There were only four books in the Valentine and Clarisse series of mysteries. They are, probably in the wrong chronological order, Vermilion, Slate, Canary and Cobalt, and all four were published in the early 1980s. They are “gay mysteries”; Valentine is a handsome young gay man and Clarisse is his best girlfriend, and together they solve mysteries concerning gay people against a background of gay establishments, trophes, etc.  Their principal virtue is that they are funny. Well, okay, they’re not fall down laughing tears streaming from the eyes wet yourself funny, but they are lighthearted and zany, if I can use that fine old word. They remind me of  the Thin Man movies (not the book, particularly) about Nick and Nora Charles, originated by Dashiell Hammett, and the subsequent “lighthearted mystery comedy about zany married couple” sub-genre of mysteries exemplified by relatively little-known writers like Kelley Roos (Jeff and Haila Troy), Frances Crane (the Abbotts) and the Lockridges (Mr. and Mrs. North) and a bunch of movies and radio programs.

As mysteries per se, the books are — meh. The back cover of a paperback edition of one of the volumes features a review by “Newgate Callendar” from the New York Times.  I’m not sure why the publishers felt they should include all of this review, since it was moderately unfavourable. Nevertheless I agree with “Callendar” that one or two of the actions in the books are motivated by nothing more than a desire to keep things moving in an amusing way and not based on logic or sense.  Indeed, it is hard to imagine any logical motive for some of the things that happen, and some of the motivations that characters evince are — hard to understand and hard to believe.  But they are generally funny. The protagonists are charming, the backgrounds are authentic, the characterizations are amusing, the plots are witty, if illogical.

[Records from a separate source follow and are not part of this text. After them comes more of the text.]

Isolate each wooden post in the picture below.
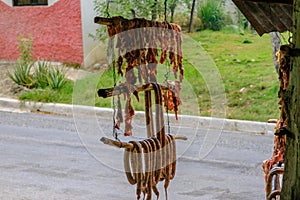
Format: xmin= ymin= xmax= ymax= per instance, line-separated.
xmin=189 ymin=0 xmax=196 ymax=33
xmin=280 ymin=0 xmax=300 ymax=200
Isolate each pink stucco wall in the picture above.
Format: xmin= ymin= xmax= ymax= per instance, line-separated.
xmin=0 ymin=0 xmax=83 ymax=64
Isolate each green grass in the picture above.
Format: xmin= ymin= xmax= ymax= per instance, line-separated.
xmin=19 ymin=81 xmax=74 ymax=104
xmin=190 ymin=31 xmax=278 ymax=121
xmin=20 ymin=28 xmax=279 ymax=121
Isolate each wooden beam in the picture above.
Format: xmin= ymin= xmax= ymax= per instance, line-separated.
xmin=94 ymin=17 xmax=113 ymax=26
xmin=98 ymin=83 xmax=175 ymax=98
xmin=100 ymin=135 xmax=187 ymax=149
xmin=238 ymin=0 xmax=293 ymax=5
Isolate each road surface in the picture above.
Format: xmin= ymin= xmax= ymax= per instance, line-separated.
xmin=0 ymin=112 xmax=273 ymax=200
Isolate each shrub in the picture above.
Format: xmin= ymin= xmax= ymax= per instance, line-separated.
xmin=198 ymin=1 xmax=224 ymax=31
xmin=8 ymin=63 xmax=34 ymax=88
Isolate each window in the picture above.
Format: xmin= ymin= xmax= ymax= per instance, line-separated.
xmin=14 ymin=0 xmax=48 ymax=6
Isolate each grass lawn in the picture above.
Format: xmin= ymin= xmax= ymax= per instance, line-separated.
xmin=20 ymin=31 xmax=279 ymax=121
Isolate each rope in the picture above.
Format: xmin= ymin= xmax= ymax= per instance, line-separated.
xmin=105 ymin=0 xmax=110 ymax=18
xmin=164 ymin=61 xmax=171 ymax=134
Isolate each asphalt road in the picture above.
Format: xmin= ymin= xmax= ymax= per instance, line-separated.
xmin=0 ymin=112 xmax=273 ymax=200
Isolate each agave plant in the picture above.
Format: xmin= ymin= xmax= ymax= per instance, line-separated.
xmin=47 ymin=66 xmax=67 ymax=89
xmin=8 ymin=63 xmax=35 ymax=88
xmin=33 ymin=60 xmax=50 ymax=88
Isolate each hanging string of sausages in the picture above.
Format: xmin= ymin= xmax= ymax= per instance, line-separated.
xmin=262 ymin=45 xmax=291 ymax=199
xmin=95 ymin=16 xmax=184 ymax=136
xmin=95 ymin=17 xmax=186 ymax=200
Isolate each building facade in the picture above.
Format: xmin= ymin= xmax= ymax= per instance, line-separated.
xmin=0 ymin=0 xmax=98 ymax=65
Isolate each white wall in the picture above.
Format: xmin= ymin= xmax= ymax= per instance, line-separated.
xmin=81 ymin=0 xmax=106 ymax=67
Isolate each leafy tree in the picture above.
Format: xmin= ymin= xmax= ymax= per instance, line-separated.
xmin=198 ymin=1 xmax=224 ymax=31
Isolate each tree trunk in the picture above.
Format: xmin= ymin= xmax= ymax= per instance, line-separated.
xmin=280 ymin=0 xmax=300 ymax=200
xmin=189 ymin=0 xmax=196 ymax=33
xmin=270 ymin=32 xmax=281 ymax=73
xmin=170 ymin=9 xmax=175 ymax=23
xmin=152 ymin=0 xmax=157 ymax=21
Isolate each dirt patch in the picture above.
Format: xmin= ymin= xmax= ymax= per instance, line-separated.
xmin=0 ymin=61 xmax=107 ymax=99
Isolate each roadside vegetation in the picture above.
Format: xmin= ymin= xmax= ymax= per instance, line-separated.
xmin=9 ymin=1 xmax=279 ymax=122
xmin=7 ymin=35 xmax=73 ymax=103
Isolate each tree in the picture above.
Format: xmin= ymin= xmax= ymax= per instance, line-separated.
xmin=280 ymin=0 xmax=300 ymax=200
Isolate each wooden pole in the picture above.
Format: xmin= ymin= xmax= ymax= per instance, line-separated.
xmin=189 ymin=0 xmax=196 ymax=33
xmin=280 ymin=0 xmax=300 ymax=200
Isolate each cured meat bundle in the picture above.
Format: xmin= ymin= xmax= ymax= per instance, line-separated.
xmin=262 ymin=45 xmax=290 ymax=200
xmin=95 ymin=16 xmax=184 ymax=135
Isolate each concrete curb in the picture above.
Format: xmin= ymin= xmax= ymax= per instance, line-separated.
xmin=0 ymin=98 xmax=275 ymax=134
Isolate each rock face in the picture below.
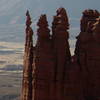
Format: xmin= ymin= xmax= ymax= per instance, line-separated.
xmin=21 ymin=8 xmax=100 ymax=100
xmin=52 ymin=8 xmax=71 ymax=100
xmin=21 ymin=11 xmax=33 ymax=100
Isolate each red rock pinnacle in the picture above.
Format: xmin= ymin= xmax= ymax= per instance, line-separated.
xmin=21 ymin=11 xmax=33 ymax=100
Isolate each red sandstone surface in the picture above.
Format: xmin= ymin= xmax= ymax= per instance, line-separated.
xmin=21 ymin=8 xmax=100 ymax=100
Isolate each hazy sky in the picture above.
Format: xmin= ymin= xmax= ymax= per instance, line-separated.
xmin=0 ymin=0 xmax=100 ymax=22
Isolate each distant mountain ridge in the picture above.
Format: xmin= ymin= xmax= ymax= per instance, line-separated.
xmin=0 ymin=0 xmax=100 ymax=24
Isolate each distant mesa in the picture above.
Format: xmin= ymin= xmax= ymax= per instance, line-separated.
xmin=21 ymin=8 xmax=100 ymax=100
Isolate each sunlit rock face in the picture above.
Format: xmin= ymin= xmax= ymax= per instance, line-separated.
xmin=21 ymin=8 xmax=100 ymax=100
xmin=21 ymin=11 xmax=33 ymax=100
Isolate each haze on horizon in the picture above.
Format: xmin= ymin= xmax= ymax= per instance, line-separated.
xmin=0 ymin=0 xmax=100 ymax=24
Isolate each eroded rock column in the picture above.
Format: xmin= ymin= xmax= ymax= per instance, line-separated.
xmin=21 ymin=11 xmax=33 ymax=100
xmin=52 ymin=8 xmax=71 ymax=100
xmin=33 ymin=15 xmax=54 ymax=100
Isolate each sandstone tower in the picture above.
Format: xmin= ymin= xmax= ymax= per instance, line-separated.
xmin=21 ymin=11 xmax=33 ymax=100
xmin=21 ymin=8 xmax=100 ymax=100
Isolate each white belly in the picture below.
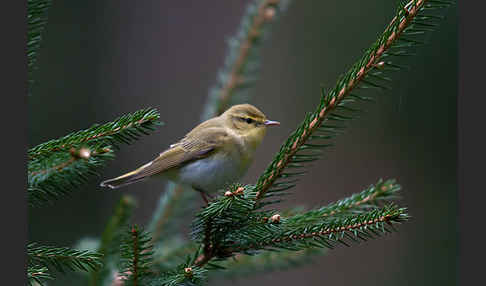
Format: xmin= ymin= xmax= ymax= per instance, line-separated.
xmin=167 ymin=155 xmax=250 ymax=193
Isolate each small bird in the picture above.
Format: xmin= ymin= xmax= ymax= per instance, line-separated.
xmin=100 ymin=104 xmax=280 ymax=203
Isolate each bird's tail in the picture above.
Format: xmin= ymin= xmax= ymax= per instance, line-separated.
xmin=100 ymin=163 xmax=148 ymax=189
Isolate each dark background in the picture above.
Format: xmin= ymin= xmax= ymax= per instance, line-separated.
xmin=28 ymin=0 xmax=457 ymax=285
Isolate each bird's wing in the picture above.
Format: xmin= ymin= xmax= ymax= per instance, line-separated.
xmin=128 ymin=128 xmax=229 ymax=178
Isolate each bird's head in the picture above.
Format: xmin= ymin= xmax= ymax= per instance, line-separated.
xmin=221 ymin=104 xmax=280 ymax=148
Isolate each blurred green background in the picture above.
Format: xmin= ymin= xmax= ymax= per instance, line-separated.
xmin=28 ymin=0 xmax=458 ymax=286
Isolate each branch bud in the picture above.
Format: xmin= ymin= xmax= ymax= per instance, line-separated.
xmin=270 ymin=214 xmax=280 ymax=223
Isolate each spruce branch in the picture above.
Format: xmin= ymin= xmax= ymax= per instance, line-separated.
xmin=209 ymin=248 xmax=326 ymax=279
xmin=27 ymin=109 xmax=160 ymax=206
xmin=89 ymin=195 xmax=136 ymax=286
xmin=28 ymin=108 xmax=163 ymax=160
xmin=224 ymin=205 xmax=409 ymax=253
xmin=287 ymin=179 xmax=401 ymax=227
xmin=203 ymin=0 xmax=289 ymax=119
xmin=27 ymin=243 xmax=102 ymax=273
xmin=27 ymin=265 xmax=54 ymax=286
xmin=252 ymin=0 xmax=449 ymax=207
xmin=27 ymin=0 xmax=52 ymax=91
xmin=119 ymin=225 xmax=154 ymax=286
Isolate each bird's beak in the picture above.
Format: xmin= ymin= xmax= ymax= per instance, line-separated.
xmin=263 ymin=120 xmax=280 ymax=126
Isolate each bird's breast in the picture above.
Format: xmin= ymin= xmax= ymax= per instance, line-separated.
xmin=167 ymin=152 xmax=251 ymax=193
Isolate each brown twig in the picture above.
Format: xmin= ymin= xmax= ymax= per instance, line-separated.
xmin=256 ymin=0 xmax=427 ymax=201
xmin=224 ymin=214 xmax=395 ymax=253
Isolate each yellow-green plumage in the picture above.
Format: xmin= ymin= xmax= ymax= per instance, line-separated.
xmin=101 ymin=104 xmax=279 ymax=196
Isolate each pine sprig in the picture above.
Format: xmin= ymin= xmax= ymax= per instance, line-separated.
xmin=208 ymin=248 xmax=326 ymax=280
xmin=27 ymin=243 xmax=101 ymax=273
xmin=27 ymin=146 xmax=114 ymax=206
xmin=119 ymin=225 xmax=154 ymax=286
xmin=225 ymin=205 xmax=409 ymax=253
xmin=27 ymin=265 xmax=54 ymax=286
xmin=27 ymin=0 xmax=52 ymax=93
xmin=252 ymin=0 xmax=449 ymax=207
xmin=89 ymin=195 xmax=136 ymax=286
xmin=28 ymin=108 xmax=162 ymax=160
xmin=27 ymin=109 xmax=160 ymax=206
xmin=158 ymin=263 xmax=208 ymax=286
xmin=203 ymin=0 xmax=289 ymax=120
xmin=287 ymin=179 xmax=401 ymax=228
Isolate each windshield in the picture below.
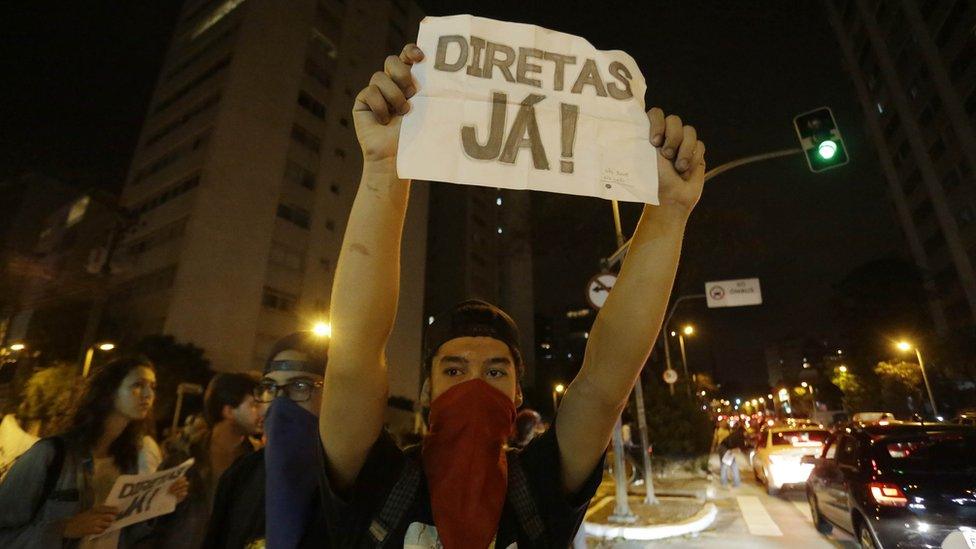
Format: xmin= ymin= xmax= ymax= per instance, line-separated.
xmin=773 ymin=430 xmax=829 ymax=446
xmin=879 ymin=432 xmax=976 ymax=472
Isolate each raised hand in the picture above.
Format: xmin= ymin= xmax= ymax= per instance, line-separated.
xmin=647 ymin=107 xmax=705 ymax=213
xmin=62 ymin=505 xmax=119 ymax=539
xmin=352 ymin=44 xmax=424 ymax=164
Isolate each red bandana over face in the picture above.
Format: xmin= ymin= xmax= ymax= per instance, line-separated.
xmin=422 ymin=379 xmax=515 ymax=549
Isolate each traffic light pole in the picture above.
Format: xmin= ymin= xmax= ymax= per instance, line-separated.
xmin=604 ymin=147 xmax=803 ymax=268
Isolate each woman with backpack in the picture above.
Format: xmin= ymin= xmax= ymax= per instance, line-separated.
xmin=0 ymin=357 xmax=187 ymax=549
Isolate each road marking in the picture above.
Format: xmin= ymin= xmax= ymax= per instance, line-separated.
xmin=790 ymin=501 xmax=813 ymax=522
xmin=735 ymin=496 xmax=783 ymax=536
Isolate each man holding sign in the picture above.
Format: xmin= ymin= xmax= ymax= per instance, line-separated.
xmin=319 ymin=18 xmax=705 ymax=549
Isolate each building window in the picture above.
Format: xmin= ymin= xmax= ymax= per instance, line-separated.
xmin=268 ymin=242 xmax=305 ymax=271
xmin=305 ymin=59 xmax=332 ymax=89
xmin=285 ymin=160 xmax=315 ymax=189
xmin=929 ymin=137 xmax=945 ymax=160
xmin=278 ymin=204 xmax=312 ymax=229
xmin=298 ymin=91 xmax=325 ymax=120
xmin=291 ymin=124 xmax=322 ymax=154
xmin=261 ymin=286 xmax=298 ymax=313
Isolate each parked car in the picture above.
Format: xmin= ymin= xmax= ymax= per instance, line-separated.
xmin=752 ymin=424 xmax=830 ymax=495
xmin=952 ymin=409 xmax=976 ymax=425
xmin=851 ymin=412 xmax=897 ymax=425
xmin=803 ymin=422 xmax=976 ymax=548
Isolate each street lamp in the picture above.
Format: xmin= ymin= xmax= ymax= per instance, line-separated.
xmin=312 ymin=321 xmax=332 ymax=337
xmin=895 ymin=340 xmax=939 ymax=418
xmin=678 ymin=324 xmax=695 ymax=396
xmin=552 ymin=383 xmax=566 ymax=412
xmin=81 ymin=341 xmax=115 ymax=378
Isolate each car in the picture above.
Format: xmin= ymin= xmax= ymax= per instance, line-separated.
xmin=803 ymin=422 xmax=976 ymax=548
xmin=851 ymin=412 xmax=897 ymax=425
xmin=752 ymin=424 xmax=830 ymax=495
xmin=952 ymin=409 xmax=976 ymax=425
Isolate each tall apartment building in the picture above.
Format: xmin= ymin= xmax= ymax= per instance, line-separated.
xmin=426 ymin=187 xmax=535 ymax=387
xmin=112 ymin=0 xmax=427 ymax=399
xmin=826 ymin=0 xmax=976 ymax=335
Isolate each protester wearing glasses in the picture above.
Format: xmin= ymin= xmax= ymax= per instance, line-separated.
xmin=203 ymin=332 xmax=328 ymax=548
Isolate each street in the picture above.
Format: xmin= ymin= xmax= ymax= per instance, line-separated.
xmin=589 ymin=472 xmax=859 ymax=549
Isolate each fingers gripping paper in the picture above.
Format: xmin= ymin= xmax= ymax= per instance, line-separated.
xmin=397 ymin=15 xmax=658 ymax=204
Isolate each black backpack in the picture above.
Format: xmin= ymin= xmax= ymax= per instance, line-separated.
xmin=364 ymin=446 xmax=546 ymax=549
xmin=32 ymin=436 xmax=64 ymax=518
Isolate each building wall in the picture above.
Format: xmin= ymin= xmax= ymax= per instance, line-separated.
xmin=826 ymin=0 xmax=976 ymax=335
xmin=113 ymin=0 xmax=426 ymax=376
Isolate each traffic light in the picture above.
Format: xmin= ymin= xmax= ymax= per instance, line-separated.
xmin=793 ymin=107 xmax=850 ymax=172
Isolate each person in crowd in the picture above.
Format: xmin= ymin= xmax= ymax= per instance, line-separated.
xmin=154 ymin=373 xmax=263 ymax=547
xmin=319 ymin=40 xmax=704 ymax=549
xmin=203 ymin=332 xmax=328 ymax=549
xmin=509 ymin=408 xmax=545 ymax=448
xmin=0 ymin=357 xmax=188 ymax=549
xmin=718 ymin=421 xmax=746 ymax=488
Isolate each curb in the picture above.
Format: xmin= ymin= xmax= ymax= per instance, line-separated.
xmin=583 ymin=503 xmax=718 ymax=541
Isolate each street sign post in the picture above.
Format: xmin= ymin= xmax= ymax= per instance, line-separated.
xmin=586 ymin=273 xmax=617 ymax=310
xmin=705 ymin=278 xmax=762 ymax=309
xmin=662 ymin=368 xmax=678 ymax=385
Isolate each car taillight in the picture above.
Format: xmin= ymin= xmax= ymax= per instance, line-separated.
xmin=868 ymin=482 xmax=908 ymax=507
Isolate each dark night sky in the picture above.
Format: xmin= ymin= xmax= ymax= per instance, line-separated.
xmin=0 ymin=0 xmax=901 ymax=394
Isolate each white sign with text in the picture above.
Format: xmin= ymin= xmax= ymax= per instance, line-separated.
xmin=705 ymin=278 xmax=762 ymax=309
xmin=397 ymin=15 xmax=658 ymax=204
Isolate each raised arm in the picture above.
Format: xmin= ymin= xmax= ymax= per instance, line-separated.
xmin=319 ymin=44 xmax=423 ymax=489
xmin=556 ymin=108 xmax=705 ymax=492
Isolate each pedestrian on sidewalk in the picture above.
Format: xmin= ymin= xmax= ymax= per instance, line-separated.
xmin=718 ymin=423 xmax=746 ymax=488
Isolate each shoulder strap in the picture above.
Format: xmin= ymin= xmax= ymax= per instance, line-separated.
xmin=369 ymin=459 xmax=421 ymax=549
xmin=34 ymin=436 xmax=64 ymax=517
xmin=506 ymin=451 xmax=546 ymax=547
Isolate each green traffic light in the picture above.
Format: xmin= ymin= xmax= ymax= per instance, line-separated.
xmin=817 ymin=139 xmax=837 ymax=160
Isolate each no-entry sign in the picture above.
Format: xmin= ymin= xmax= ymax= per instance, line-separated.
xmin=705 ymin=278 xmax=762 ymax=309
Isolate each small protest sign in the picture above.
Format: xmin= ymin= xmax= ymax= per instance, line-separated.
xmin=93 ymin=458 xmax=193 ymax=535
xmin=397 ymin=15 xmax=658 ymax=204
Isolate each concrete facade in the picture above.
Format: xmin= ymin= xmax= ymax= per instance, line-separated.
xmin=826 ymin=0 xmax=976 ymax=335
xmin=112 ymin=0 xmax=427 ymax=398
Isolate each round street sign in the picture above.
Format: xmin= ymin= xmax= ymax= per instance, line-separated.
xmin=586 ymin=273 xmax=617 ymax=309
xmin=663 ymin=368 xmax=678 ymax=385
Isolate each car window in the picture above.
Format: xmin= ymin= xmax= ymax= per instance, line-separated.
xmin=824 ymin=437 xmax=837 ymax=459
xmin=773 ymin=430 xmax=830 ymax=446
xmin=837 ymin=436 xmax=857 ymax=465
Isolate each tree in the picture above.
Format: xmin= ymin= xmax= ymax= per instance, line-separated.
xmin=132 ymin=335 xmax=213 ymax=425
xmin=874 ymin=361 xmax=923 ymax=414
xmin=17 ymin=362 xmax=82 ymax=435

The thing about these mysteries that interested me in the 30-year interval since their publication is that they are, however inadvertently, a portrait of American gay society immediately before AIDS.  In what I believe is the last of the four, it is mentioned that a social event is being held as a charity fund-raiser for an AIDS charity.  As far as I know, that’s the only mention of AIDS, which actually killed both the gay men who were writing as “Nathan Aldyne” (and probably why the series stopped, although one died in ’87 and the other in the late 90s). I lived through that period as an actively gay man, and it is sometimes difficult to explain to people of a younger generation that, yes, it was possible to have sex as often and as randomly as we did. That bars and steambaths and the like were cornucopias of sexuality, freely available and generously given.  (At one point in one novel, a young man has sex with someone whom he finds relatively unattractive because he feels it is expected of him, as kind of an “end to the evening” thing.) Gay men looked and acted in the ways that are shown in these novels, and were motivated by the things by which they are shown to be motivated. It’s not an enormously important social document, but to me it was an interesting one.

The first editions are ferociously expensive; even the 1980s paperbacks are pricey.  But a gay press republished the books in trade editions more recently, and you will find these relatively easy to acquire, and inexpensively so. If you are interested in the social fabric of gay society immediately before it was ruined by AIDS, these will be a worthwhile read.